Interface jitter is a concern if it causes uncorrected errors in the recovered signal; the quality of transmitted data can be monitored by error detection circuits at the receiver. Many data streams are self-clocking; a receiver must recover the clock and hence the data by synchronizing to the transmitted clock. A receiving circuit with a fixed clock would not be able to lock onto a signal with unregulated timing variations in the received clock, even if its rate was nominally equal to the received clock rate. For this reason, receiving circuits commonly use a phase locked loop (PLL) circuit to align their clocks with the data rate of the incoming signal. An interface PLL, as shown in Fgr. 27, acts like a mechanical flywheel, using its lowpass filter characteristic to attenuate short-term fluctuations in the signal timing. It tracks the slowly changing data signal, but strips off its quickly changing jitter. A PLL accepts the input signal as a timing reference, measures the phase error between the input signal and its own output through a feedback loop and uses the error to control a voltage controlled oscillator (VCO) within the loop. In response, the VCO reaches equilibrium by minimizing this loop phase error. Once the VCO is locked to the phase of the input signal, the oscillator runs at the reference frequency or a multiple of it. The oscillator is decoupled from the reference, attenuating high-frequency jitter on the PLL's output data.
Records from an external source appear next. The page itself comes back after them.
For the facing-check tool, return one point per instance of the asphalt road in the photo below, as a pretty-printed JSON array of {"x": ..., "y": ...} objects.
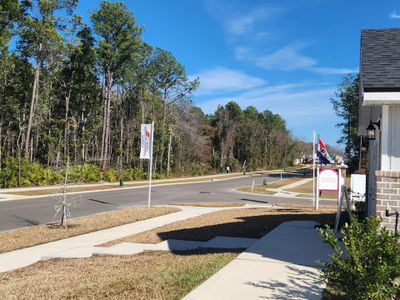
[{"x": 29, "y": 212}]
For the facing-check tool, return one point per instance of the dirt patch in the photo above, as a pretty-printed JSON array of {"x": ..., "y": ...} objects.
[
  {"x": 40, "y": 234},
  {"x": 251, "y": 223},
  {"x": 149, "y": 275}
]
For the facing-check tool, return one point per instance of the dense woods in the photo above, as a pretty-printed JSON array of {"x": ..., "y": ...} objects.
[{"x": 74, "y": 93}]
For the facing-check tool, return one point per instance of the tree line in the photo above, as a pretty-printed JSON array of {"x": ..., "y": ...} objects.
[{"x": 76, "y": 93}]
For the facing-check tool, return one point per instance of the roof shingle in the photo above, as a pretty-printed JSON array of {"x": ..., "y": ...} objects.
[{"x": 380, "y": 59}]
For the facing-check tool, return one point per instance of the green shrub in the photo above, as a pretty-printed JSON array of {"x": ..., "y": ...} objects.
[
  {"x": 368, "y": 265},
  {"x": 133, "y": 174},
  {"x": 31, "y": 174},
  {"x": 110, "y": 175},
  {"x": 87, "y": 173}
]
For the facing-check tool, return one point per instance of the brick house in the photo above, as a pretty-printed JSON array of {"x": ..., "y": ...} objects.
[{"x": 379, "y": 115}]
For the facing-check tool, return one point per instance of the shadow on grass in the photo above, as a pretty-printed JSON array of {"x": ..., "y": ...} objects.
[{"x": 26, "y": 220}]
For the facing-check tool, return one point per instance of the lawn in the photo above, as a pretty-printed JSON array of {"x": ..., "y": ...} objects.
[
  {"x": 155, "y": 274},
  {"x": 40, "y": 234},
  {"x": 242, "y": 222},
  {"x": 149, "y": 275}
]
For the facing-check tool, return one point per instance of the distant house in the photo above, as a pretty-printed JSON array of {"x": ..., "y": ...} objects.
[{"x": 379, "y": 118}]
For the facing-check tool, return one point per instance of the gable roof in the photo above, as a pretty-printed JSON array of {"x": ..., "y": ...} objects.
[{"x": 380, "y": 60}]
A PLL can thus provide jitter reduction by reclocking signals to an accurate and stable timebase.

Adversely, at lower jitter frequencies relative to the filter's corner frequency, a PLL's jitter attenuation will be reduced.

At low jitter frequencies, the PLL will track the jitter and pass it on (a second PLL stage with a lower corner frequency might be needed). Moreover, any gain near the cutoff frequency of the PLL's lowpass filter function would increase jitter.


FGR. 27 An example of an interface phase-locked loop.

The PLL's limited bandwidth prevents jitter from passing through the PLL on the output data or output clock.

If the recovered data is free of errors, interface jitter has not affected it. However, if subsequent reclocking circuits don’t remove jitter from the recovered data, potentially audible artifacts can result from sampling jitter at the D/A converter. Sampling jitter can affect quality of an audio signal as it’s sampled or resampled with this timing error.

Sampling jitter can be induced by sampling clocks, and affects the quality of the reproduced signal, adding noise and distortion. Timing tolerances must be very tight so that timing errors in a recovered clock are minimized. The clock generating circuits used in a sampling device may derive a timing reference from the interface signal. In this case, a PLL might be needed to remove interface jitter to yield a sample clock that is pure enough to avoid potentially audible jitter modulation products.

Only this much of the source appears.